- Decades:: 1990s; 2000s; 2010s; 2020s;
- See also:: Other events of 2014 History of Sudan

= 2014 in Sudan =

The following lists events that happened during 2014 in Sudan.

==Incumbents==
- President: Omar al-Bashir
- Vice President:
  - Bakri Hassan Saleh (First)
  - Hassabu Mohamed Abdalrahman (Second)

==Events==
===February===
- In February, an 18-year-old pregnant Ethiopian divorcee who said she had been gang-raped was charged with adultery and faced possible execution by stoning. Her attempt to file a rape complaint was rejected on the grounds that she was already under investigation and had not reported the assault at the time, although she said she had immediately informed a police officer. The woman was later sentenced to one month in prison, suspended, and fined 5,000 Sudanese pounds.

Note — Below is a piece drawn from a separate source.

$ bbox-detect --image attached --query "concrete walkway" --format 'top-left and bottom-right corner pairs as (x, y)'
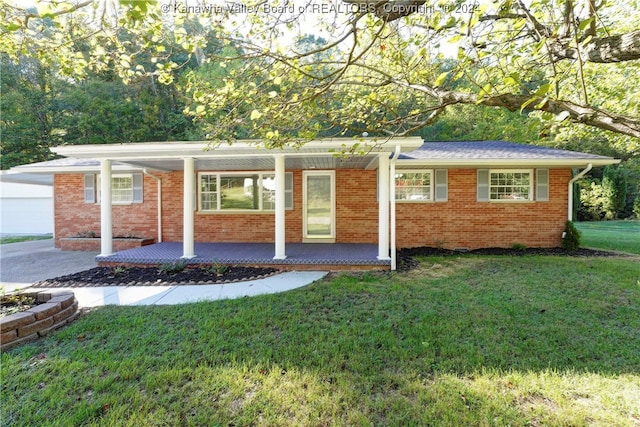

The adultery charge, which carried a possible sentence of death by stoning, was dropped after the court accepted that she was divorced. Activists condemned the ruling, warning that it could discourage rape victims from reporting assaults and reinforce impunity for perpetrators. The court also warned that she could face further punishment for entering Sudan illegally.

===May===
- 15 May – An eight-month pregnant Christian woman, Mariam Yahia Ibrahim Ishag, was sentenced to death by hanging for apostasy in Sudan in a case that drew widespread international condemnation. The court declared her Christian marriage invalid and also sentenced her to 100 lashes for adultery. Later that month, she gave birth to a daughter in prison, where her 20-month-old son was also being held. The court said she could nurse the baby for two years before the death sentence was carried out. Her lawyers appealed the ruling on 22 May, arguing that it violated the constitutional right to freedom of religion. On 31 May, a foreign ministry official said that she would be released within days.

===November===
- 27 November – At least 133 people were killed and 100 wounded, in the aftermath of clashes between Awlad Omran and Al-Ziyoud groups of the Mesiria tribe. The clashes occurred in the Kwak area of the West Kurdufan state.